Corporate Net Zero Pathways: What reforms can we expect for Shandong Power Market Trading in 2023?

Shandong province has one of the highest wind and solar installed capacities in China. It is also a very interesting case study, as it has high local power demand and power generation capacity, with a sophisticated power market. Attempts to reform Shandong’s power market, whether successful or not, can provide lessons to better anticipate the development of China’s power market as a whole. Recently the Shandong Energy Bureau issued a consultative draft of the 2023 Work Plan for Shandong Power Market Trading. Let’s take a glimpse at the most important changes to come:

1. Market-based power trading volumes will further increase to 400TWh

In principle, all commercial and industrial (C&I) power users shall participate in direct power market trading. The power grid retailing service will still exist in 2023 for those who cannot sign brokerage contracts with power retailing companies.

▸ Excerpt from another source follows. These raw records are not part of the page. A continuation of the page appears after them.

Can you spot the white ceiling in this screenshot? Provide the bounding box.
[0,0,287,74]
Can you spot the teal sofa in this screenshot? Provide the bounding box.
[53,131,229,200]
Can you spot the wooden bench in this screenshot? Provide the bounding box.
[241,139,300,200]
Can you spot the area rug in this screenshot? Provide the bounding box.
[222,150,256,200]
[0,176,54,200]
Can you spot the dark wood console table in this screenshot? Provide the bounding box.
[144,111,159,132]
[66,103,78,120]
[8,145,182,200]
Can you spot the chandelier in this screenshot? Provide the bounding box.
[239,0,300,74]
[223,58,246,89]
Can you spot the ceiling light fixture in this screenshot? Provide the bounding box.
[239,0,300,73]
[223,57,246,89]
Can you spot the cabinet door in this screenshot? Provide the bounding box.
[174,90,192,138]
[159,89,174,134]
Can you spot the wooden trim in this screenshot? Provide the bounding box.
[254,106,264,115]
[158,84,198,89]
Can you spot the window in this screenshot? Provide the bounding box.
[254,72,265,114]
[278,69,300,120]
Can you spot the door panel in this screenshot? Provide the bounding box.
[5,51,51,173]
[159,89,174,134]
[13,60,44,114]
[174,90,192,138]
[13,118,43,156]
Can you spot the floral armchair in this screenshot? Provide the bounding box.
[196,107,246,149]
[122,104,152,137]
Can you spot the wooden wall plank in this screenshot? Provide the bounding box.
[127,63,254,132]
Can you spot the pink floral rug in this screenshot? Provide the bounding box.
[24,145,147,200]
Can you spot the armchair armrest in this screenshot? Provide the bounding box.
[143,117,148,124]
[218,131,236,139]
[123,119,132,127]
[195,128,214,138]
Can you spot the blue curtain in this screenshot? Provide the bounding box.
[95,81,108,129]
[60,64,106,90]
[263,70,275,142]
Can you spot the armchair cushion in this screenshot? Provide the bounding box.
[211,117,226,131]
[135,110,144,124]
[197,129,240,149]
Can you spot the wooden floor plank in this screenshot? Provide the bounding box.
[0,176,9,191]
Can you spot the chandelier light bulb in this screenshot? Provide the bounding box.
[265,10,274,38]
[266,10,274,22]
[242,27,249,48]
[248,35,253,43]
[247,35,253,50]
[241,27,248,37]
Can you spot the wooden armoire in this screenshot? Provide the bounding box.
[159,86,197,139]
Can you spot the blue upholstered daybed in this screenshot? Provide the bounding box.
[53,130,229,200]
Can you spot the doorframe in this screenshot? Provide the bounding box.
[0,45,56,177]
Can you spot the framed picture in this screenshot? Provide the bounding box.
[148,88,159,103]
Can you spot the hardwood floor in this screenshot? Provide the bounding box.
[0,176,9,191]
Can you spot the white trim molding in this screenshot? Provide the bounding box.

Compared to 2022, market-based power will slightly increase as many C&I power users who are still buying from the power grid will switch to market-based trading. In parallel, starting from 2023, all C&I power that would be still retailed by the grid company (excluding the power for agricultural and residential users) will be sourced from the power market.

Figure 1: Market-based power trading volumes are expected to almost double between 2022 and 2021. Expected volumes for 2023 should only slightly increase as most sizable C&I users are already in the market.

2. Transactions shall be more transparent and merit-order based

The government aims to bring mid-long term (forward) contract volumes to represent 80% of market participants’ total power consumption. While annual contracts were unavailable in 2022, they will be introduced next year to enable power users and generators to hedge price risks. The biggest breakthrough unique to Shandong is that centralized bidding for annual contracts will be organized prior to bilateral-negotiation trading. This will introduce fairer competition and transparency for annual contract trading. Indeed, SOE-owned power retailers tended to secure power from power generators under the same parent companies via bilateral negotiation before centralized bidding rounds.

Figure 2: In 2022, bilateral negotiation transactions are organized prior to other types of transactions in Shandong’s monthly trading.

3. Power pricing mechanism: a more market-based demand-side TOU (Time of Use) scheme for peak regulation

First, new capacity compensation tariffs will vary depending on system balancing needs. When renewable penetration is high and power generation can fulfil power demand, capacity compensation tariffs will be set in a 0-49.55CNY/MWh range. However, tariffs will spike up to 149-198CNY/MWh during high peak load hours when the grid’s power balance is threatened.

Furthermore, C&I clients who still buy power from the power grid company will be exposed to more price fluctuations despite staying in the grid company’s “cocoon”. The heavily regulated time of use (TOU) pricing mechanism will be replaced with a more liberalized system that should effectively reflect the real-time balance of power generation and demand.

At the same time, the T&D tariff charged to power grid company clients included a separate TOU pricing mechanism. In 2023, the TOU pricing included in the T&D tariff will be removed and become identical to that of power traded on the market. This new rule should drive more C&I clients currently trading with the power grid company to switch to the market.

4. All new energy power except distributed solar will participate in power market trading but will be subject to different market-based volume (10% – 100% of annual energy production)

New energy projects are encouraged to participate in power market trading. For those who decide to trade in the forward market, 50%-100% of AEP (annual energy production) would be fully sold to the market. As for those who decide not to participate in the market (including subsidized and unsubsidized projects), 10% of AEP needs to be sold in the spot market.

The green premium associated to green power trading and Green Electricity Certificates (GEC) will be used to incentivize new energy projects to actively participate in market trading.

The document stipulates that distributed new energy projects shall bear and share the ancillary service costs. This may be good news for local utility scale renewable projects as it could lighten the costs they currently have to bear. Indeed, distributed solar represented almost 40% of Shandong’s total wind and solar capacity in 2021.

Figure 3: Shandong wind and solar installed capacity forecast in 2025. Distributed solar represented almost 40% of the total wind and solar capacity in 2021.

Source: Azure, NEA, Shandong DRC

It is expected that ~20GW and ~4GW of grid parity (unsubsidized) utility-scale solar and wind projects will complete grid connection in 2023. It is likely that these new energy projects will be able to monetize the green premium obtained via green power trading or the GEC market. Although it is still unclear how many will choose to participate in market trading, the incremental projects could bring in a significant number of new market players. In such a scenario, will the price of green power maintain its ascending trend?

Figure 4: Almost half the solar capacity in Shandong will be subsidy-free in 2023, including a large chunk of distributed solar that is not yet required to sell to the power market.

Source: Azure, Shandong DRC,

At the same time, it is expected that the spot market will be further impacted by increased participation of renewables. New energy project developers will need to pay further attention to power curve definition when signing forward contracts, given renewable intermittency and challenges to provide accurate generation forecasts.